Maybe it was the contrast to the hard world of Waters that made me stick to Farundell by L.R. Fredericks until the end, although I was often impatient with it. At least the atmosphere was friendly, for the most part. Judging from the blurb text, you would have thought that here was the old Brideshead Revisited plot: lonely outsider falls in a big way for eccentric aristocratic family. In fact, Farundell is full of mystic references to out-of-body experiences, the Romans' worship of the Egyptian goddess Isis, and jungle tribes' initiation rites, not to mention a great deal of pseudo-deep babble about the nature of existence. Though it dutifully mentions "magic both black and white", the blurb doesn't really prepare the reader for all of this. What's more, the hero Paul can be trying and his love interest Sylvie even more so. It's the Estella syndrome - it's hard to warm to a girl whom the hero falls inexplicably, painfully in love with, as you're bound to wonder to a certain degree what the fuss is about. But the eccentric family, a few irritating quirks aside (such as a prejudice against Christianity which seems allied to their new-agey goings-on), are a sweet bunch, and you can see why Paul thinks of their sort-of country seat Farundell as a haven.

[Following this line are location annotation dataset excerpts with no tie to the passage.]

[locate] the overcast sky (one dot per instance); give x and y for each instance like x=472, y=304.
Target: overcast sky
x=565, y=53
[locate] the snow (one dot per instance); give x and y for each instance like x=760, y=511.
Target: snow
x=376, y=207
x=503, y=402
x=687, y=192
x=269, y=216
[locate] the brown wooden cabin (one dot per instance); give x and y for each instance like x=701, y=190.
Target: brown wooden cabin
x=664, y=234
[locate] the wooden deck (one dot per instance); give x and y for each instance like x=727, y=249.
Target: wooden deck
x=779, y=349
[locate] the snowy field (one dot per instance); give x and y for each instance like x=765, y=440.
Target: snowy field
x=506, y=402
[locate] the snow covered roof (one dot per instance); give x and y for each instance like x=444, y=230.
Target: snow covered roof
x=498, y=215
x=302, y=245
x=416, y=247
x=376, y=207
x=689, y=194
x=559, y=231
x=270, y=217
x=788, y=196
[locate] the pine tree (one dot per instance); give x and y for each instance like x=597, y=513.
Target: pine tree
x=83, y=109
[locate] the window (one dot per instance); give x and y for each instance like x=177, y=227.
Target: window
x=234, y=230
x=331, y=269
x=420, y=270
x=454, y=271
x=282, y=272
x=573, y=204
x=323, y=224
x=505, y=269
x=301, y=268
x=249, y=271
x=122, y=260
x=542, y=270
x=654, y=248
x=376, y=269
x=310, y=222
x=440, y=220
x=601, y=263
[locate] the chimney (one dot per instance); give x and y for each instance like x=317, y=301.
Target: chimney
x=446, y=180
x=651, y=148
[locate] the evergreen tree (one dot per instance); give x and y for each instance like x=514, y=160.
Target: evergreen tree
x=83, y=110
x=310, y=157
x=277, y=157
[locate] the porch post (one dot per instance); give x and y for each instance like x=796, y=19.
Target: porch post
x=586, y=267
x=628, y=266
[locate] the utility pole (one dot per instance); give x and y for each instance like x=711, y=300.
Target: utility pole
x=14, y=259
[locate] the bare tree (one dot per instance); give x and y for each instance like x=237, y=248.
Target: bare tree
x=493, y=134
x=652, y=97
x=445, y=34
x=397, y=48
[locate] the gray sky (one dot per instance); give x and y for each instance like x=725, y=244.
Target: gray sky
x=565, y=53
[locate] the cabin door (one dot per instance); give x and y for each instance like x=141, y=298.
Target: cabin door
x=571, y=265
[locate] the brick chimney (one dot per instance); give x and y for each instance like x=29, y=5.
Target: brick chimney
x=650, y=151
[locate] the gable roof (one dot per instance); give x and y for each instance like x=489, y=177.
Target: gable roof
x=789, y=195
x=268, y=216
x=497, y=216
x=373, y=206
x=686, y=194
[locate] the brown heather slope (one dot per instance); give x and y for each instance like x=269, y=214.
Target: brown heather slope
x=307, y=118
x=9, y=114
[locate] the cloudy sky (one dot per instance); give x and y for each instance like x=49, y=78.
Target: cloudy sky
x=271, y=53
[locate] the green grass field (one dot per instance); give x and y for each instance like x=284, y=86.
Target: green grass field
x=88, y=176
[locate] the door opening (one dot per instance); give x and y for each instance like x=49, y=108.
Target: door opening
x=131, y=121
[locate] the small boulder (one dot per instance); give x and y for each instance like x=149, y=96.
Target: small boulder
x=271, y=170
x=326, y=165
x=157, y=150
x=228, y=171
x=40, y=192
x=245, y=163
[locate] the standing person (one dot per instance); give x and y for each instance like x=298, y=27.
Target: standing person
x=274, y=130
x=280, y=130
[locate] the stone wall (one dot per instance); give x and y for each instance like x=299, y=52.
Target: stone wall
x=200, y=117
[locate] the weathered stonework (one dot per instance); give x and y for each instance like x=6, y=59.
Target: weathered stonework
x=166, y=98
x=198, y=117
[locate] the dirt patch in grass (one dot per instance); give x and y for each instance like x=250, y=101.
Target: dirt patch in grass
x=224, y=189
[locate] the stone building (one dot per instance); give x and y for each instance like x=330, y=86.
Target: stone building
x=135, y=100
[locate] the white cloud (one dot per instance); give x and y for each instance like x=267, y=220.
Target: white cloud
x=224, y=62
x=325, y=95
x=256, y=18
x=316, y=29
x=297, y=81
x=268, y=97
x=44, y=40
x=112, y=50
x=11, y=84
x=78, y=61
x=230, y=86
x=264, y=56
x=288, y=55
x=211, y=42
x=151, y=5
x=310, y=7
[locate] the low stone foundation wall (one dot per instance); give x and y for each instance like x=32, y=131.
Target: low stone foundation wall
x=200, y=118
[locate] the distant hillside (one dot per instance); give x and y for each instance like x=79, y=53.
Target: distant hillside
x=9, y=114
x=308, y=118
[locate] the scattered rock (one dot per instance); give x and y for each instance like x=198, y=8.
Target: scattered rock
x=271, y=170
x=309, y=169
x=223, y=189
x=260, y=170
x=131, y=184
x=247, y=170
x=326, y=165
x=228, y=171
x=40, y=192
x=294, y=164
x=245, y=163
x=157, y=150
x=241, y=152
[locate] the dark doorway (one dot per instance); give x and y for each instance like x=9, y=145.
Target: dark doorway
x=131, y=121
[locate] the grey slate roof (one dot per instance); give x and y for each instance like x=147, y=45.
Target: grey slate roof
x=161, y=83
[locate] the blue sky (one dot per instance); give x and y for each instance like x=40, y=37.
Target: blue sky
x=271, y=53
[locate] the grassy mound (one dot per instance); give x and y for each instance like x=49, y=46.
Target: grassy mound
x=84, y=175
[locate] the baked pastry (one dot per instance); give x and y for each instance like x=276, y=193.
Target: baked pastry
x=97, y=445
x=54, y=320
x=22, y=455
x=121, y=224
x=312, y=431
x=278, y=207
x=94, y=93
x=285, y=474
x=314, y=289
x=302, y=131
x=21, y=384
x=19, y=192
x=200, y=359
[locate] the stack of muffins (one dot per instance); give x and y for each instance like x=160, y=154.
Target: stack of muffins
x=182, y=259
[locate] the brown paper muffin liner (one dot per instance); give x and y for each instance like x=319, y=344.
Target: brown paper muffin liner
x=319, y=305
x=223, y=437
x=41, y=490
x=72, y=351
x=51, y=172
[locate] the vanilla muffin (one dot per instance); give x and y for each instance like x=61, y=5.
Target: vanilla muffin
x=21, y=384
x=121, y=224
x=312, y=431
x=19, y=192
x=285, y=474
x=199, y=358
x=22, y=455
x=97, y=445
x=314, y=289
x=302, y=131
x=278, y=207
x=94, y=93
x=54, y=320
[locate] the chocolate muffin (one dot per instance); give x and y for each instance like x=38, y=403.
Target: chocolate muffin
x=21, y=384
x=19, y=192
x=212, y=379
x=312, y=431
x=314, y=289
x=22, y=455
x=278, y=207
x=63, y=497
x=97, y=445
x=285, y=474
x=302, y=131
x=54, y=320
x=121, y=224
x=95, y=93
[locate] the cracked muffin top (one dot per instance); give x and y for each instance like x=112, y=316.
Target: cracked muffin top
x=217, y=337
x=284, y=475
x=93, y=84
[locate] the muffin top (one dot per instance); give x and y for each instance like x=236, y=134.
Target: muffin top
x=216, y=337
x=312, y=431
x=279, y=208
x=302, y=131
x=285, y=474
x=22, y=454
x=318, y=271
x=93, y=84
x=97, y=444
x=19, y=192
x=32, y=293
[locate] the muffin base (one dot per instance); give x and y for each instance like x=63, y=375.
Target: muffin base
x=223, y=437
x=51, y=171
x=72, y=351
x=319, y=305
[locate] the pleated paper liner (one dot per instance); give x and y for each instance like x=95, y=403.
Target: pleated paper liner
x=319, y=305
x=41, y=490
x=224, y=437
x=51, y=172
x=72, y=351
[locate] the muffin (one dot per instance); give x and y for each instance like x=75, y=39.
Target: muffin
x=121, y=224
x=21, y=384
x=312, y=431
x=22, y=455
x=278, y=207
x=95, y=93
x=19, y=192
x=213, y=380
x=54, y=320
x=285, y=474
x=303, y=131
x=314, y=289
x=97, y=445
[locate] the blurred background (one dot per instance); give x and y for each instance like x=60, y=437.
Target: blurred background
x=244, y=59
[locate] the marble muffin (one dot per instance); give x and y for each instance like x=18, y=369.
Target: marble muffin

Last but not least, I've now just started reading Habits of the House, the first volume in a family saga trilogy called "Love and Inheritance" set in turn-of-the-century England and written by Fay Weldon. I know! It seems an unbeatable concept, especially when you bear in mind that Weldon, apart from being a celebrated writer, also wrote the screenplay for the first episode of the original Upstairs Downstairs, as well as for two or three more episodes. So it's not as if she's not tried her hand at this sort of thing before, and with considerable success. As my expectations were so high, it is maybe inevitable that I should be a little disappointed in the characters so far. Perhaps the territory has got a bit over-familiar even for me, because I feel myself ticking off the standard Edwardian costume drama/family saga characters in my head. Devoted upstairs couple from different social backgrounds - check. Handsome son who runs up debts and is a bit wild - check. Wilful, rebellious daughter who propagates women's rights - check. Disgruntled maid - check. Cheeky footman - check (and good-looking, of course - not that I mind that bit). And so on.
I don't mind a certain stock character feel in this context, really - though I am heartily tired of rebellious suffragette daughters, it has to be said - but the question is whether you will care for this family and their staff in the end, as you certainly do in Upstairs Downstairs (and Downton, it goes without saying). Weldon's Upstairs Downstairs episodes were not the most heart-warming ones, though they were witty and well-written. Anyway, even if it turns out that Habits of the House doesn't exactly pull at the heart strings, it still promises to be good fun. And that is worth a lot.